The European Commission has proposed new rules which, it says, will make withholding tax procedures in the EU “more efficient and secure” for investors, banks and EU Member State tax administrations.
The initiative and the Commission’s 2020 Action Plan on the Capital Markets Union will, says the EC, “promote fairer taxation, fight tax fraud, and support cross-border investment throughout the EU.”
The term “withholding tax” refers, for example, to the situation where an investor resident in one EU Member State is liable to pay tax on the interest or dividends earned in another Member State.
This, says the EC, is often the case for cross-border investors. In such a scenario, in order to avoid double taxation, many EU Member States have signed double taxation treaties, which avoid the same individual or company being taxed twice.
These treaties allow a cross-border investor to submit a refund claim for any excess tax paid in another Member State.

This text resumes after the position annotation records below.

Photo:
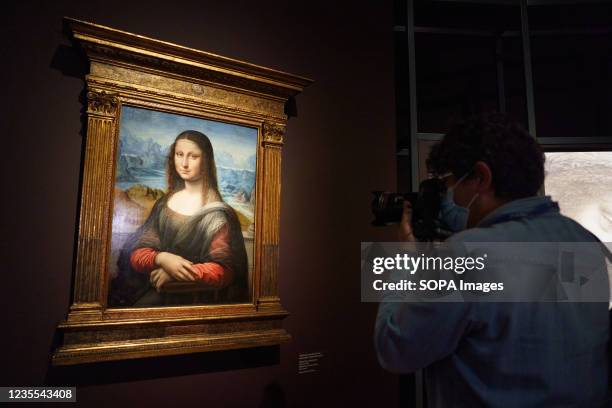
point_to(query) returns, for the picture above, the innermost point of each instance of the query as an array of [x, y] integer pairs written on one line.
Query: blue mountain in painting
[[144, 162], [236, 183], [139, 158]]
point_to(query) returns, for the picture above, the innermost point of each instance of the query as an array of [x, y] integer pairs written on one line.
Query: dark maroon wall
[[339, 148]]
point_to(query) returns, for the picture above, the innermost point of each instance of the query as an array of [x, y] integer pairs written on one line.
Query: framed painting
[[178, 229]]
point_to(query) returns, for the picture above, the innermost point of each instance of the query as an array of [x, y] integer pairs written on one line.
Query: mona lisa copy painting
[[177, 244], [183, 212]]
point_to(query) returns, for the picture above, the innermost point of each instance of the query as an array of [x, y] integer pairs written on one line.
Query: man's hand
[[405, 228], [176, 266]]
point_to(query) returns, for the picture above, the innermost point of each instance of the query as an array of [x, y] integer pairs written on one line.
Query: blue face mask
[[452, 215]]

The problem, according to the commission, is that these refund procedures are often lengthy, costly and cumbersome, causing frustration for investors and discouraging cross-border investment within and into the EU.
A commission source said, “Currently, the withholding tax procedures applied in each Member State are very different.
“Investors have to deal with more than 450 different forms across the EU, most of which are only available in national languages.
“The Cum/Ex and Cum/Cum scandals have also shown how refund procedures can be abused: the tax losses from these practices have been estimated at €150 billion for the years 2000-2020.”